10 replies on “Glen Ridge Murders, Revisited”

  1. Good, I hope this year brings closure to these two horrific cases.
    How does one “lose track” of the address of a major suspect in a murder case?

  2. Heads Up.
    A “person of interest” is not yet a “suspect” Ms. Galant. And in your reporting you mention that the state as “lost track” of his address.
    This is very sloppy reporting. And by “reporting” (obviously) I mean sloppy reading of Mr. Read’s article, which says:
    “Neal Buccino, a state Parole Board spokesman, said the agency does not know where Reeves lives now. ”
    It may very well be that at this point in his parole he does not need to report his whereabouts to the state.
    I know, technically, we’re forbidden to criticize the reporting here, but I find your misstatements troubling. And I know we plebs struggle with the proper use of the “tools of democracy”. But is democracy really served best by inaccurate reporting aimed at belittling and mocking such important state institutions?
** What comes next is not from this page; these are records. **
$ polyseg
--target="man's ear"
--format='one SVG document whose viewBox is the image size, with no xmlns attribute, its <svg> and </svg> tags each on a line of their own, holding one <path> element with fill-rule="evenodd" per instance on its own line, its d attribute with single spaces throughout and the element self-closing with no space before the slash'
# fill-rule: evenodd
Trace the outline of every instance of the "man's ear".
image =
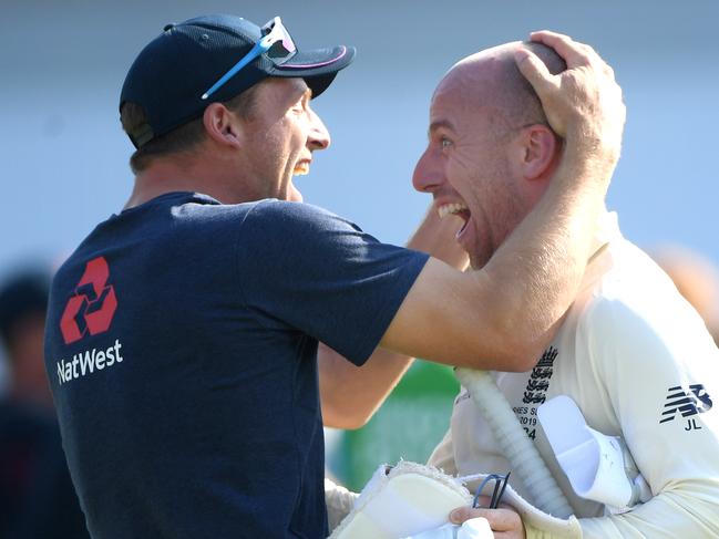
<svg viewBox="0 0 719 539">
<path fill-rule="evenodd" d="M 522 131 L 522 173 L 526 179 L 538 179 L 552 170 L 561 143 L 544 124 L 533 124 Z"/>
<path fill-rule="evenodd" d="M 243 138 L 243 122 L 222 103 L 212 103 L 203 114 L 207 136 L 222 145 L 239 147 Z"/>
</svg>

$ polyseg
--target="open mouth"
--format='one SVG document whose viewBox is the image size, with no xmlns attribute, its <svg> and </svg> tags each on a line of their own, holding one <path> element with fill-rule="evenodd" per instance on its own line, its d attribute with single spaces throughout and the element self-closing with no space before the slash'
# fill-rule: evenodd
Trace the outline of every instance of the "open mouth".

  3. OK, let me go out a limb here.
    Even if a person is not yet a suspect but a “person of interest” would it not be in the best interest of law enforcement to keep tabs on this person’s whereabouts? The day might come when he IS no longer a person of interest but an actual suspect.

  4. Do you mean all parolee’s should be tailed 24 hours to keep tabs on them Martta?
    Only the ones they know will kill again? There is no indication in the actual reporting that they ever knew his address let alone lost it.
    Further, the article says the parole board doesn’t know his address. Does this automatically mean investigators don’t?
    No, “lost track the suspect’s address” seems to be an invention of Ms. Galant.

  5. The Duryea murder seemed so random. I lived on Maolis Ave at that time and used to walk my dogs right past the spot where the unfortunate woman was shot down. After the murder, I continued to walk my dogs up Maolis but I remember thinking that even in the midst of something as prosaic as a dog walk, your live could be snuffed out instantly and without warning.
    I hope someone is brought to justice for this aging crime.

  6. i remember that night well. I was living on Hawthorne Ave near Maolis. I couldnt believe that the case went unsolved for so long. I thought the person of interest was a coworker?

  7. The original article failed to point out that Mr. Reeves is no longer under the State Parole Board’s supervision, and it is for this reason that the agency is no longer tracking his whereabouts. The authority to do so ends when an individual completes their sentence and their parole supervision.

  8. But, Mr. Buccino, at least the original article doesn’t suggest some level of incompetence on your part as Ms. Galant erroneously does by saying you “lost track” of the address.